Through regular workshops and demonstrations, the trio has been giving home owners helpful insights into fertilisers, fungicides, pots, watering, shade houses, and dividing and re-potting orchids.
There’s also been a visit to the Caboolture Annual Orchid Show and a group tour of a local orchid nursery.
And such is the group’s enthusiasm and momentum that they hope to stage Halcyon Glades’ first orchid show in March next year, allowing this bunch of green thumbs to show off their blooming achievements.
So, what is it about orchids?
Tony believes it’s the sheer beauty and vibrancy of the flowers that draws people to orchid growing, like bees to honey.
“There is no doubt about it, orchids get into your blood, and growing orchids can be addictive,” Tony said.
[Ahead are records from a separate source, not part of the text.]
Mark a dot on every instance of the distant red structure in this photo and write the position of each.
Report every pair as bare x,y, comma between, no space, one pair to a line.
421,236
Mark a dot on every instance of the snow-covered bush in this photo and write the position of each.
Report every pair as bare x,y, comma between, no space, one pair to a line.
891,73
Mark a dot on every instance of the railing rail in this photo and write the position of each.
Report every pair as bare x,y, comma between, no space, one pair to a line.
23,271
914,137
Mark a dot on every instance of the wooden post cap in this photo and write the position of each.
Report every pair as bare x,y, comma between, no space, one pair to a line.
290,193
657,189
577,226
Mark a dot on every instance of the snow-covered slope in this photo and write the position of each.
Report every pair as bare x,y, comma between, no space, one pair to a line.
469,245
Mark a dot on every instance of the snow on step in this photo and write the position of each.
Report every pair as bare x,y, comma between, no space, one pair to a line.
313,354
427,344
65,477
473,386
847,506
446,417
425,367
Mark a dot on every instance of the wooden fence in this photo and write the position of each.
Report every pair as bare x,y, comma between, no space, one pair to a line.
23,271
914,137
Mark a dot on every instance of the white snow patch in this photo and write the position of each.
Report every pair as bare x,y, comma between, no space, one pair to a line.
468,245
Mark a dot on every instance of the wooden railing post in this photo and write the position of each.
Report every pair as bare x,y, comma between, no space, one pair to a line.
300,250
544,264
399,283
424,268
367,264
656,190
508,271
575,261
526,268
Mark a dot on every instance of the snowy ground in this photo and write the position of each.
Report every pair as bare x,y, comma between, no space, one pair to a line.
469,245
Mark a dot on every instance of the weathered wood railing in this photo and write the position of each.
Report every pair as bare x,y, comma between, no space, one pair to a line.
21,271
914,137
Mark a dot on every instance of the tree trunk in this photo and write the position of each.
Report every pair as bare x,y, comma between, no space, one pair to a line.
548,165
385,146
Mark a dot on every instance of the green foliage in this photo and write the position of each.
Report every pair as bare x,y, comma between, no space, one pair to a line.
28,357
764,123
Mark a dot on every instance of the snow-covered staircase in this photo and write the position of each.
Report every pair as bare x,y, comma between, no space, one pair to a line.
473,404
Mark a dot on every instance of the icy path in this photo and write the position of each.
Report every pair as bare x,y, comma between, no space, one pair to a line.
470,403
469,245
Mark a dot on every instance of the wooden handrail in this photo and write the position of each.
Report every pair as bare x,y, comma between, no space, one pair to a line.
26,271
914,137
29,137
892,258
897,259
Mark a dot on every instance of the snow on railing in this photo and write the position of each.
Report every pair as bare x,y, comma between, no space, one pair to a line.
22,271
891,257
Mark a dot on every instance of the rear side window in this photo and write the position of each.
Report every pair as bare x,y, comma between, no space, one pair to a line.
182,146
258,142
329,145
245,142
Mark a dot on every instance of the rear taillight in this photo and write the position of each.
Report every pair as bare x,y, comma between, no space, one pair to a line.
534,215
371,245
Andre agrees, saying orchids have a lot going for them.
“They are at the top of the botanical food chain - they’re very well developed and there’s so many variations,” he said.
“They look lovely, they have lots of colours and lovely shapes, some are scented, and their flowers last a long time.”
Andre, who has grown orchids for 18 years, said people often received them as gifts but weren’t sure how to keep them happy and healthy in the medium to long term.
“Some or all of their orchids die, and they wonder what they are doing wrong,” he said.
“So, we see the group’s role as giving home owners the basic information they need to grow orchids successfully.”
Tony said orchids could be tricky because in nature they grow upside down on trees, and often in a tropical climate.
“The very first thing we try to do is train them to grow in pots – and to them it is upside down,” he said.
“So, to grow orchids successfully we need to know when to water, when to pot, how much water, how much sun, what fertiliser, and so on.
“You’ve got to duplicate their natural environment as much as possible.”
On that note, Tony said shade houses designed and built by the ‘orchid-teers’ have begun popping up across the community ever since the first batch of these “feats of engineering brilliance” were completed in August.